Germany's invasion of Belgium in 1914 set off World War I. The Treaty of Versailles (1919) gave the areas of Eupen, Malmédy, and Moresnet to Belgium. Leopold III succeeded Albert, king during World War I, in 1934. In World War II, Belgium was overwhelmed by Nazi Germany, and Leopold III was held prisoner. When he returned at the government’s invitation in 1950 after a narrowly favorable referendum, riots broke out in several cities. He abdicated on July 16, 1951, and his son, Baudouin, became king. Because of growing opposition to Belgian rule in its African colonies, Belgium granted independence to the Congo (now Democratic Republic of the Congo) in 1960 and to Ruanda-Urundi (now the nations of Rwanda and Burundi) in 1962.
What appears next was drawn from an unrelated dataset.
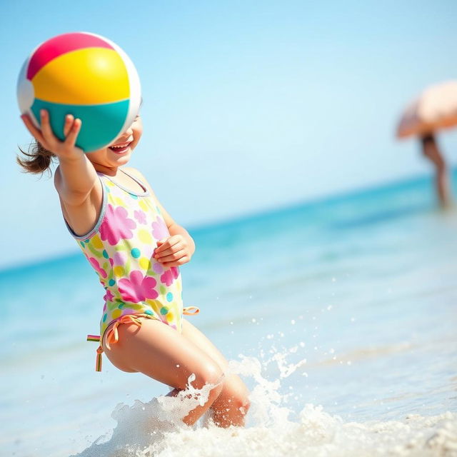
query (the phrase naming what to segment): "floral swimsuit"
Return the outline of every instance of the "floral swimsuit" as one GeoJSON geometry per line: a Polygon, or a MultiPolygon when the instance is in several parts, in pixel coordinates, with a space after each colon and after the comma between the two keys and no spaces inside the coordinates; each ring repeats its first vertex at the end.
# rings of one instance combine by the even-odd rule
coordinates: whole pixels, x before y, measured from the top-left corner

Since 1958, when the European Economic Community was born, Brussels, the country’s capital, has gradually established itself as the de facto capital of what has now become the European Union (EU), a role that became official in Dec. 2000 when the European Council of heads of government decided to hold all its regular meetings in Brussels. As a result, the city has become home not only to nearly 20,000 European civil servants, but to an even more numerous community of lobbyists, lawyers, and other professionals drawn to the EU’s main decision center.

Chocolate
Belgium chocolate has pure cocoa flavor because no vegetable shortening is used. The origin and orientation of the cacao plantation as well as the de-acidification and roasting of the beans are all key factors in finding the right flavor. Belgian chocolate traditionally mixes cocoa paste, sugar and cocoa butter in varying proportions. Dark belgian chocolate uses the most cocoa, milk chocolate mixes milk, and white chocolate is made be extracting only the butter from the cocoa. Pure cocoa butter is the fundamental ingredient.

Travel Guide
From its breathtaking medieval centre to its 21st-century temple to Surrealism, the new Magritte Museum,    Brussels offers the visitor a great deal more than just beer and chocolate.
Brussels's compact city centre is clustered with bars, restaurants and museums set along cobbled streets which open suddenly into the Grand-Place. With its ornate guild houses, impressive Town Hall and buzzing atmosphere, it would be difficult to find a more beautiful square in the whole of Europe.

Léopold II's Parisian-style boulevards (Belliard and La Loi) are lined with embassies, banks and grand apartment buildings, while Sainte Cathérine, the Art Nouveau district of St-Gilles and Ixelles draw an arty crowd with their cool shops and restaurants.

The Bruxellois take pride in their self-effacing, intellectual sense of humour, underpinned by a strong appreciation of the bizarre. The city has a long-running love affair with the Surrealist art movement, pioneered by René Magritte, and with classic comic strips, epitomised by Hergé's boy hero, Tintin. There's a telling irony in the fact that the city's best-known landmark is the Manneken-Pis, a tiny statuette of a urinating boy.